The application itself encourages users to link their profiles to a Facebook account, list their first and last names, and include profile pictures so they can interact and compete with other fitness enthusiasts in the area. However, from an intelligence standpoint, that’s all actionable — using a combination of social media and Google maps, it becomes fairly easy to identify individuals that work within the national defense and intelligence sectors, and use their posted workouts to find their homes or identify high traffic regions of military installations.
It wasn’t just U.S. personnel identified through the investigation. Polar’s “Polar Flow” map allows users to see where others are working out and what they’re doing — and using that same functionality, De Correspondent reporter Foeke Postma and others were able to identify and track “6,460 individuals across 69 nationalities” tied to their respective nation’s defense. Among them were ranks and occupational specialties hailing from across the board, including some tasked with manning nuclear launch facilities.
We found the names and addresses of personnel at military bases including Guantánamo Bay in Cuba, Erbil in Iraq, Gao in Mali, and bases in Afghanistan, Saudi Arabia, Qatar, Chad, and South Korea.
We also learned the names and addresses of personnel at nuclear storage facilities, maximum security prisons, military airports where nuclear weapons are stored, and drone bases.”
Personnel from the U.S. and U.K. were joined in this embarrassment by members of Russia’s GRU and SVR RF, the DGSE in France, and the MIVD in the Netherlands.
Cybersecurity has been at the forefront of the defense discussion for years now, but it seems that the basic premise still eludes many working within the nation’s defense apparatus. A recent report made by the Dutch newspaper De Correspondent shows that the use of the activity tracker smartphone application “Polar” by members of the U.S. Secret Service, NSA, the U.K.’s MI6 and a host of others publicly reveals their exact movements and locations. In some instances, the app offers detailed routes of running courses in and around foreign military installations. In others, it offers up the identities and home addresses of personnel working within military and intelligence installations here at home.
The report states:
Polar is not only revealing the heart rates, routes, dates, time, duration, and pace of exercises carried out by individuals at military sites, but also revealing the same information from what are likely their homes as well. Tracing all of this information is very simple through the site: find a military base, select an exercise published there to identify the attached profile, and see where else this person has exercised. As people tend to turn their fitness trackers on/off when leaving or entering their homes, they unwittingly mark their houses on the map.”
The application itself encourages users to link their profiles to a Facebook account, list their first and last names, and include profile pictures so they can interact and compete with other fitness enthusiasts in the area. However, from an intelligence standpoint, that’s all actionable — using a combination of social media and Google maps, it becomes fairly easy to identify individuals that work within the national defense and intelligence sectors, and use their posted workouts to find their homes or identify high traffic regions of military installations.

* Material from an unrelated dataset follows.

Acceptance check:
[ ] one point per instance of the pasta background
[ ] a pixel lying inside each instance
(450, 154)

It wasn’t just U.S. personnel identified through the investigation. Polar’s “Polar Flow” map allows users to see where others are working out and what they’re doing — and using that same functionality, De Correspondent reporter Foeke Postma and others were able to identify and track “6,460 individuals across 69 nationalities” tied to their respective nation’s defense. Among them were ranks and occupational specialties hailing from across the board, including some tasked with manning nuclear launch facilities.

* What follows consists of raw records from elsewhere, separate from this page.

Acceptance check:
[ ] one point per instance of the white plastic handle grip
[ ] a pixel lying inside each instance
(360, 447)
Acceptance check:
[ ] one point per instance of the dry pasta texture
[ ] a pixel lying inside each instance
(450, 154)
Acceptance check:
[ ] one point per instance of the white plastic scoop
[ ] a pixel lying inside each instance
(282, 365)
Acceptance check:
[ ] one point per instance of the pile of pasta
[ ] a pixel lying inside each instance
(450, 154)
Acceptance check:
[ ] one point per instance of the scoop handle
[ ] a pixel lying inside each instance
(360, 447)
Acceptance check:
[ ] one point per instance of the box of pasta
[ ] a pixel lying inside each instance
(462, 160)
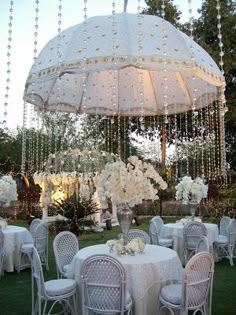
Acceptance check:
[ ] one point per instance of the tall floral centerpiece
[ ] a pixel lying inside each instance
(127, 185)
(191, 192)
(8, 190)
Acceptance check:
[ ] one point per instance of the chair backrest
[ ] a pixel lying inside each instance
(192, 233)
(41, 239)
(202, 245)
(158, 222)
(33, 226)
(103, 284)
(224, 225)
(153, 233)
(65, 247)
(136, 233)
(38, 272)
(232, 233)
(198, 280)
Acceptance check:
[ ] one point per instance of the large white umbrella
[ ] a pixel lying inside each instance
(174, 69)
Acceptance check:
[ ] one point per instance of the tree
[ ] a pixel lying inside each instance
(172, 14)
(206, 34)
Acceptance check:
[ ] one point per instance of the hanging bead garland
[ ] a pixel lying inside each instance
(9, 46)
(140, 67)
(222, 101)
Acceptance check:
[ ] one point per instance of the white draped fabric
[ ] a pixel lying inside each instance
(146, 273)
(61, 76)
(175, 231)
(14, 237)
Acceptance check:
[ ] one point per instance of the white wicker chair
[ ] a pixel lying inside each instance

We found the names and addresses of personnel at military bases including Guantánamo Bay in Cuba, Erbil in Iraq, Gao in Mali, and bases in Afghanistan, Saudi Arabia, Qatar, Chad, and South Korea.
We also learned the names and addresses of personnel at nuclear storage facilities, maximum security prisons, military airports where nuclear weapons are stored, and drone bases.”

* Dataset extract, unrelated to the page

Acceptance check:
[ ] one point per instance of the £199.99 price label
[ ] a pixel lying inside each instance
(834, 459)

Personnel from the U.S. and U.K. were joined in this embarrassment by members of Russia’s GRU and SVR RF, the DGSE in France, and the MIVD in the Netherlands.
As a result of the report, Polar has taken the “Polar Flow” map offline and issued a statement late last week emphasizing that sharing your workouts is an opt-in function, rather than an “opt-out” one. That means users need to choose to share their workout data intentionally, and according to Polar, only about two percent of their users do so — begging the question, why would personnel associated with sensitive defense initiatives decide to share their workout geography publicly, especially since a similar incident was revealed months ago tied to the fitness application Strava.
Their statement reads:
It is important to understand that Polar has not leaked any data, and there has been no breach of private data. Currently the vast majority of Polar customers maintain the default private profiles and private sessions data settings, and are not affected in any way by this case. While the decision to opt-in and share training sessions and GPS location data is the choice and responsibility of the customer, we are aware that potentially sensitive locations are appearing in public data, and have made the decision to temporarily suspend the Explore API.”
While national level governments work to hinder foreign efforts to infiltrate sensitive systems in the cyber domain, it would seem the concept still hasn’t quite trickled down to the ground level, where individuals continue to offer up sensitive data on social media and smartphone applications, seemingly unaware of the ramifications of their recreational use of these platforms.